The ceiling has a lot of cobwebs and all I can think of is Charlotte and Wilbur in one of my all-time favorite stories about the pig and the spider who get to be friends. I wonder if spiders can really spell like that in their webs. And since these webs are on the high side of the ceiling that’s not where the bed is, I let them stay … until I see a spider dropping down. Emma loves it up here. She knows now that you can’t jump up and down on the bed and it only took her three bruises to figure it out. She likes to put the window fan on and talk into it really slowly, and to tell you the truth I like that, too. At first she wouldn’t go near it because she thought her hair would get pulled off her head, but now she knows to put it in a ponytail and then there’s no risk. She says things like “I hate you, Richard” and “You will die” and “Leave us alone” right into the fan, knowing he cain’t hear a thing because the fan blades chop the air into little pieces and carry her words out and away from the house. I don’t think she cares if he does hear her, anyway, since sometimes, when he lays into Momma real bad, she shouts right into it before it gets itself up to speed.

I can hear Richard right now out in the second-floor hallway and I know it’s only a matter of time before he pushes the stairs up again and locks us in here. Momma hates it when he does this but I don’t mind it anymore. When he pushes the stairs up I know he won’t be bugging me and Emma. He used to do that all the time, but since we’re gonna be moving on and up I think he’s got other things to bug.

Uh-oh. Momma’s calling us. Here’s the problem—if we call out and let her know we’re up here, then she’ll see that the stairs are up. If she sees the stairs are up, then she’ll know Richard was being mean to us. If she sees that Richard’s been mean to us then she’ll lay into him about it and then he’ll start laying into her and it won’t end up like Little House on the Prairie, let me tell you.

“We better not answer her,” Emma says, and I’m thinking that’s a fine idea.

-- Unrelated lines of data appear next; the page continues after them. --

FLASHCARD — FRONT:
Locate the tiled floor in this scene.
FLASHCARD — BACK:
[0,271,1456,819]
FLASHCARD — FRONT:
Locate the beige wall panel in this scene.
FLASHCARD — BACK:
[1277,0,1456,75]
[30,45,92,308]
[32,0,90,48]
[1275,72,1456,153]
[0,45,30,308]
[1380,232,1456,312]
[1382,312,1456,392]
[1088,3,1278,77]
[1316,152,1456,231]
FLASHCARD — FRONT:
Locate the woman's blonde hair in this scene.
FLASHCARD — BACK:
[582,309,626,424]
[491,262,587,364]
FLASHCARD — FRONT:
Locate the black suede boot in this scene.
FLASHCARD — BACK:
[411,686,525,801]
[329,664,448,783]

“But then we’ll be stuck up here all day,” I say, and Emma just squinches her shoulders up and then lets them fall back down again and I know it’s settled, whether I like it or not.

I’m tiptoeing over to the stack of books near the fan, which we cain’t turn on since the noise will alert Momma and then it’s all downhill from there, and I’m leafing through this battered old book of stamps from around the world. Someone who lived here before us left it behind, but I don’t think they missed it since they died and that’s how we came to live here. Anyway, I love to look at the different stamps and picture living somewhere really beautiful. Even though I’m old enough to know better, I think the countries are the colors on their stamps. It’s weird in geography class hearing how Finland is such a dark place since its stamp is so bright and colorful.

Uh-oh. Momma’s under the pull-string staircase. I can hear her calling out. I look over at Emma but she’s fallen asleep reading again. Richard must’ve been at her last night. When she sleeps that way during the day I know what’s happened the night before.

There’s that creaking sound the springs make when the stairs are pulled down and I know the day’s not going to end up well for Momma.